Mayor of Baker, Louisiana
- In office 1992–2000

Personal details
- Party: Republican
- Education: Louisiana State University (BS, MEd)

= Bobby Ray Simpson =

American educator, accountant and politician

Bobby Ray Simpson (born 1953) is an American educator, accountant and Republican politician who served as mayor-president of Baton Rouge and East Baton Rouge Parish from 2001 to 2005. He previously served as mayor of Baker, Louisiana, from 1992 to 2000.

==Early life and career==
Simpson was born in East Baton Rouge Parish in 1953. He earned bachelor of science and master of education degrees from Louisiana State University and became a certified public accountant.
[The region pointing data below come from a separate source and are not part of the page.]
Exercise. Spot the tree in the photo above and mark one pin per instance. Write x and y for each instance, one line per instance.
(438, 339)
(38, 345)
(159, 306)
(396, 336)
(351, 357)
He also worked as a teacher.

==Political career==
===Mayor of Baker===
Simpson served as mayor of Baker from 1992 through 2000. A Republican, he won reelection in 1996 against Lamon L. Moody Jr.

===Mayor-president===
Simpson ran for mayor-president of Baton Rouge and East Baton Rouge Parish in 2000. He and Democratic state Sen. Kip Holden advanced from the first round to a runoff. Simpson won the November 7 runoff and succeeded Tom Ed McHugh in 2001.
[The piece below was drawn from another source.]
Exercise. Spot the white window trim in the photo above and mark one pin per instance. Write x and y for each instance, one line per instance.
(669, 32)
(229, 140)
During his term, Simpson identified public safety as the city-parish government's foremost responsibility and supported police pay increases that he said had to remain within the government's budget. The search for the Baton Rouge serial killer became a major public-safety issue during his administration. After Derrick Todd Lee's arrest in 2003, Simpson defended the multi-agency task force against criticism of its investigation.

Simpson's administration participated in downtown redevelopment projects, including a bond-financed plan to restore the Heidelberg Hotel and Capitol House. In 2004, the city-parish petitioned a federal appeals court to delay a requirement that the Baton Rouge area use reformulated gasoline. Simpson and state environmental officials argued that the requirement would raise fuel costs without adequately addressing the area's industrial sources of ozone pollution.

Simpson sought reelection in 2004. He and Holden again advanced to a runoff, which Holden won with about 54 percent of the vote. Public safety and a labor dispute with the Baton Rouge police union were prominent issues in the campaign. Holden also benefited from an anti-Simpson advertising campaign organized by BRNext, a political action committee supported by local business figures. Holden succeeded Simpson on January 3, 2005.

==Later career==
In November 2009, Simpson was appointed interim director of the Louisiana School for the Visually Impaired, where he had previously served as dean of students. He subsequently served as the school's director and retired on June 5, 2017.